1

Let $D$ be a non-negative diagonal matrix with decreasing order in the diagonal, i.e. $D_{11}\geq D_{22}\geq\dots\geq 0$, And $X$ be an arbitrary square matrix with SVD decomposition, $X=U\Sigma V^{T}$, $U,V$ are unitary matrices, $\Sigma$ also has decreasing order in the diagonal, i.e. $\Sigma_{11}\geq \Sigma_{22} \geq\dots\geq 0$. Prove that $tr(DX)\leq tr(D\Sigma)$.

Could someone give me some hints on how to prove that?

Thank you!

cbyh
  • 545

1 Answers1

1

A hint would be to write everything down: write $U = (u_{i, j})$, $V = (v_{i, j})$, then write down $tr(DX)$ and $tr(D\Sigma)$.

Try to compare the two, and use the fact that the columns/rows of $U$ and $V$ form orthonormal bases.


Detailed solution:

I write the decomposition of $X$ as $U\Sigma V^*$, where $V^*$ denotes the conjugate transpose of $V$. I also write the matrices $D$ and $\Sigma$ as $D = diag(d_1, \dotsc, d_n)$ and $\Sigma = diag(\sigma_1, \dotsc, \sigma_n)$.

We first prove the case $U = V$, that is:

We have $tr(DU\Sigma U^*) \leq tr(D\Sigma)$ for any unitary matrix $U$.

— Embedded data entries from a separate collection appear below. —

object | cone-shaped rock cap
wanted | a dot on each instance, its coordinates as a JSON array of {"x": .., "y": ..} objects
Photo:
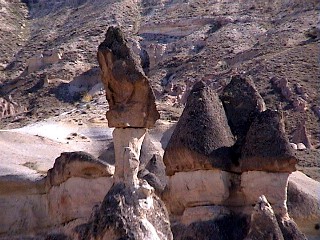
[
  {"x": 130, "y": 97},
  {"x": 202, "y": 137},
  {"x": 266, "y": 146},
  {"x": 242, "y": 102}
]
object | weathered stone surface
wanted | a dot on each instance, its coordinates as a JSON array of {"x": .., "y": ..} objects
[
  {"x": 130, "y": 97},
  {"x": 31, "y": 204},
  {"x": 76, "y": 164},
  {"x": 126, "y": 214},
  {"x": 203, "y": 213},
  {"x": 289, "y": 229},
  {"x": 266, "y": 146},
  {"x": 264, "y": 223},
  {"x": 127, "y": 146},
  {"x": 10, "y": 108},
  {"x": 304, "y": 203},
  {"x": 272, "y": 185},
  {"x": 154, "y": 173},
  {"x": 202, "y": 137},
  {"x": 197, "y": 188},
  {"x": 242, "y": 102},
  {"x": 231, "y": 226},
  {"x": 75, "y": 198},
  {"x": 300, "y": 135}
]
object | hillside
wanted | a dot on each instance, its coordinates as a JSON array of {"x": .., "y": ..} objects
[{"x": 49, "y": 45}]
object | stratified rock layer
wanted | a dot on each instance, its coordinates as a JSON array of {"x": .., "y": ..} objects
[
  {"x": 242, "y": 102},
  {"x": 266, "y": 146},
  {"x": 130, "y": 97},
  {"x": 202, "y": 137}
]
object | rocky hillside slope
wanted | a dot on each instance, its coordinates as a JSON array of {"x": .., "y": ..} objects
[{"x": 50, "y": 45}]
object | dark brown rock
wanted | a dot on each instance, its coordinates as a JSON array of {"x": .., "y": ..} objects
[
  {"x": 266, "y": 146},
  {"x": 130, "y": 97},
  {"x": 202, "y": 137},
  {"x": 242, "y": 102}
]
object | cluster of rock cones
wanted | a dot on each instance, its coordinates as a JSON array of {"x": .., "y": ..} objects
[
  {"x": 227, "y": 165},
  {"x": 225, "y": 155}
]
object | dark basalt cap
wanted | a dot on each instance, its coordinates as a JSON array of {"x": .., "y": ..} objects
[
  {"x": 266, "y": 146},
  {"x": 202, "y": 137},
  {"x": 242, "y": 102}
]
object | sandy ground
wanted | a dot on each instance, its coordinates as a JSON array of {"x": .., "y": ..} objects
[{"x": 34, "y": 148}]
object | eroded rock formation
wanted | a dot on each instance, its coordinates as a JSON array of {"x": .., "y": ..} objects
[
  {"x": 266, "y": 146},
  {"x": 242, "y": 102},
  {"x": 130, "y": 97},
  {"x": 60, "y": 201},
  {"x": 202, "y": 137},
  {"x": 258, "y": 163},
  {"x": 130, "y": 210}
]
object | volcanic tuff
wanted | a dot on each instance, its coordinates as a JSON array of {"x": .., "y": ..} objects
[{"x": 48, "y": 66}]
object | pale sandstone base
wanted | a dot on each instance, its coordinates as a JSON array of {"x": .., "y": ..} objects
[
  {"x": 203, "y": 213},
  {"x": 272, "y": 185},
  {"x": 127, "y": 146},
  {"x": 197, "y": 188}
]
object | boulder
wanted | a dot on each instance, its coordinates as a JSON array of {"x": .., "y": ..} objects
[
  {"x": 266, "y": 146},
  {"x": 202, "y": 137},
  {"x": 128, "y": 214},
  {"x": 197, "y": 188},
  {"x": 130, "y": 97},
  {"x": 242, "y": 102},
  {"x": 264, "y": 223}
]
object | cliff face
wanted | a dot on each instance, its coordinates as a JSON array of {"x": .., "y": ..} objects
[
  {"x": 49, "y": 66},
  {"x": 178, "y": 42}
]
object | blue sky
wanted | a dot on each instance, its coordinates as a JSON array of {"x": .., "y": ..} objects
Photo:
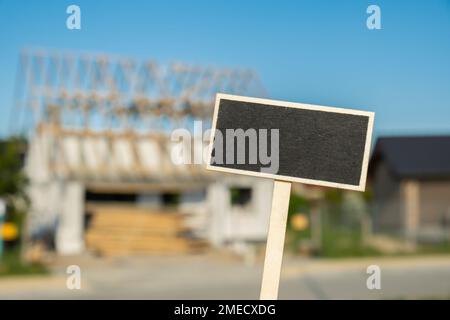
[{"x": 317, "y": 52}]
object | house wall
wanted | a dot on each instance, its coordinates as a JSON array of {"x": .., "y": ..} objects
[
  {"x": 435, "y": 208},
  {"x": 388, "y": 203}
]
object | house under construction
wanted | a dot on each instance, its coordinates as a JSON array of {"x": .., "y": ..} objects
[{"x": 101, "y": 159}]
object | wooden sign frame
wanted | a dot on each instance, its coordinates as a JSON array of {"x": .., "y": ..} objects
[
  {"x": 277, "y": 103},
  {"x": 282, "y": 187}
]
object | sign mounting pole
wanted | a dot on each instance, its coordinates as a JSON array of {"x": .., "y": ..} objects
[
  {"x": 275, "y": 240},
  {"x": 310, "y": 144}
]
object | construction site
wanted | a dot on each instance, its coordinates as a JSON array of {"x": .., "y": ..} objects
[{"x": 101, "y": 176}]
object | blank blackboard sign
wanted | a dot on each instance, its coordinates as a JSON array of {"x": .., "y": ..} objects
[{"x": 293, "y": 142}]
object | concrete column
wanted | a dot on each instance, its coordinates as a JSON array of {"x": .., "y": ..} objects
[{"x": 70, "y": 228}]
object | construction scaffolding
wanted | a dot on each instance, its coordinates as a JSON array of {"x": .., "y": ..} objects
[{"x": 102, "y": 124}]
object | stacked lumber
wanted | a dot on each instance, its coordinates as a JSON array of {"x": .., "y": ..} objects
[{"x": 130, "y": 230}]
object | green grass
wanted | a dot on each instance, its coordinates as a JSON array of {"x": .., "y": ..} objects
[{"x": 11, "y": 264}]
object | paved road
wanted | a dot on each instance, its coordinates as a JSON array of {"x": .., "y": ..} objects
[{"x": 214, "y": 277}]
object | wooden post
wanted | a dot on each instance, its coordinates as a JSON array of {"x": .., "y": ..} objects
[{"x": 275, "y": 240}]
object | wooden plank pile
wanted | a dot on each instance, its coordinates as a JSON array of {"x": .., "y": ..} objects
[{"x": 130, "y": 230}]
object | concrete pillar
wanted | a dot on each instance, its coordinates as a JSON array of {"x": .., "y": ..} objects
[
  {"x": 218, "y": 197},
  {"x": 70, "y": 228}
]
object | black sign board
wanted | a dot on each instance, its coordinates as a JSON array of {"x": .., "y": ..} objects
[{"x": 293, "y": 142}]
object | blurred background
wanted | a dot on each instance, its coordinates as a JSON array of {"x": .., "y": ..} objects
[{"x": 87, "y": 176}]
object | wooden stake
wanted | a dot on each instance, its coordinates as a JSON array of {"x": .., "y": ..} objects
[{"x": 275, "y": 240}]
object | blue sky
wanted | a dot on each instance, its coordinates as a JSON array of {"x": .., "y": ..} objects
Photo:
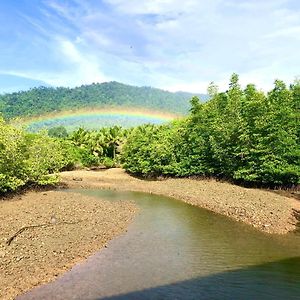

Proof: Writing $U = (u_{i, j})$, the identity we want to prove is:$$\sum_{i, j = 1}^n d_i \sigma_j |u_{i, j}|^2 \leq \sum_{i = 1}^n d_i \sigma_i.$$

Since $U$ is unitary, we have $\sum_{i = 1}^n |u_{i, j}|^2 = 1$ for all $j$, and $\sum_{j = 1}^n |u_{i, j}|^2 = 1$ for all $i$. The result follows from the

Lemma: Let $(a_i)_{1 \leq i \leq n}, (b_i)_{1 \leq i \leq n}$ be two non-increasing sequences of non-negative real numbers, and let $(c_{i, j})_{1 \leq i, j \leq n}$ be a matrix of non-negative real numbers such that $\sum_{i = 1}^n c_{i, j} = 1$ for all $j$ and $\sum_{j = 1}^n c_{i, j} = 1$ for all $i$. Then we have $\sum_{i, j = 1}^n a_i b_j c_{i, j} \leq \sum_{i = 1}^n a_i b_i$.

The proof of the lemma is combinatorial and will be given in the end.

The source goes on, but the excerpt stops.